Frederick Arthur Newton (16 September 1890 - 8 August 1924) was an English cricketer who played first-class cricket for Derbyshire between 1909 and 1919.

Newton was born at Denaby Main, Yorkshire. He was an all-round sportsman and played twice as goalkeeper for Chesterfield F.C. in 1905/6 and 1906/7, and later played football for Whitwell St Lawrence. He made his cricket debut for Derbyshire in the 1909 season in July against Northamptonshire when he made 30 in his first innings. He only played one more match that season. In the 1910 season he played a dozen matches. Against Warwickshire he achieved his best first-class score of 87 in the first innings. In the second innings of this match Arnold Warren and John Chapman achieved a record 9th wicket stand. Newton played two games in the 1911 season, three in the 1912 season and a final game in the 1919 season.
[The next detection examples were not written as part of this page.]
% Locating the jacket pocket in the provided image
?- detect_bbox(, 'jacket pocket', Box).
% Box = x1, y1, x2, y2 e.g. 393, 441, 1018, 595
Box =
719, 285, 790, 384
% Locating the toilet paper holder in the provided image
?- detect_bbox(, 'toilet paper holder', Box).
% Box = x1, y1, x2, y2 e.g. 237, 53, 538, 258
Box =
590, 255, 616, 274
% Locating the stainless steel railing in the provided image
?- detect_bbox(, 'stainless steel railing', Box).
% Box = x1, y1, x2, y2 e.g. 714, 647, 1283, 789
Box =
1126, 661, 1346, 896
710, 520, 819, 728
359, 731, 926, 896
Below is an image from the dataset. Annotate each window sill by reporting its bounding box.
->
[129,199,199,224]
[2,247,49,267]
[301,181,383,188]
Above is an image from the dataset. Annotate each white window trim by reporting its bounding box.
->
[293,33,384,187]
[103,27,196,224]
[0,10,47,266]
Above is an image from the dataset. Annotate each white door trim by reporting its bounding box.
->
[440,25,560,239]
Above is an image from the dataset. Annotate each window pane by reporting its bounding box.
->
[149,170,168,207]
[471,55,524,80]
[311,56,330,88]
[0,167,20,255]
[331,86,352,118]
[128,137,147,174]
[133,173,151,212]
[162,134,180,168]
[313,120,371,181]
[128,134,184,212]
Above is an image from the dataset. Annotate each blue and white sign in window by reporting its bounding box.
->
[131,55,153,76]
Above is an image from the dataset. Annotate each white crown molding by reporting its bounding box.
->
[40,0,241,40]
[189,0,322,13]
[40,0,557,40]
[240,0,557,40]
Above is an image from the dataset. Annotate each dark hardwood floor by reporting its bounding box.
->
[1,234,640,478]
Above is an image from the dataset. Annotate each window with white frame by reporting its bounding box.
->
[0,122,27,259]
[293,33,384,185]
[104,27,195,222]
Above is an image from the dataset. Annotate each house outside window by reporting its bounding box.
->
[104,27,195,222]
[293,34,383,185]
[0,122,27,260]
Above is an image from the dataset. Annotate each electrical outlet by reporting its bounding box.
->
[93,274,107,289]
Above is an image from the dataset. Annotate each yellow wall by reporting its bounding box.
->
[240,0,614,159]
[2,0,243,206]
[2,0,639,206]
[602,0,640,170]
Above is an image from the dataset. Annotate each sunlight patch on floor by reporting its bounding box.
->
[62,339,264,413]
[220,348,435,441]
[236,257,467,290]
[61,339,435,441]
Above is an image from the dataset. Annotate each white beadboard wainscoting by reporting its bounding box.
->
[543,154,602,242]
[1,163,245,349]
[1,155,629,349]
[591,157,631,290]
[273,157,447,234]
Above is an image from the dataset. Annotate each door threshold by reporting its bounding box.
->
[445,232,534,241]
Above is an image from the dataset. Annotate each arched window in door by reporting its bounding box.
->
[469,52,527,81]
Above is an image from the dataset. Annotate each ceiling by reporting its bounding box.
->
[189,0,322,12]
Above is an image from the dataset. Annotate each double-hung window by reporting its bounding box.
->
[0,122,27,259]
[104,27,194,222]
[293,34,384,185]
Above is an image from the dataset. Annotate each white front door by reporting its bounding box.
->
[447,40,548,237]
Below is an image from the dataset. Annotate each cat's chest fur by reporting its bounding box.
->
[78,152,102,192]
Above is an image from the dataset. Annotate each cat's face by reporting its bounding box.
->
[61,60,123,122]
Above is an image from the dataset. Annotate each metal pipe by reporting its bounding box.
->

Newton was a right-hand batsman and played 37 innings in 20 first-class matches with an average of 13.61 and a top score of 87. He was a leg-break bowler and bowled two overs for the loss of 21 runs without taking a wicket.

Newton was killed by a roof fall at the Staveley Coal and Iron Company's Warsop Main Colliery, Nottinghamshire at the age of 33.

Newton's elder brother known as Frank Newton played centre forward for Chesterfield FC on 98 occasions, and scored 23 goals from 1902 to 1905. He played for four other clubs and also played internationally for Wales.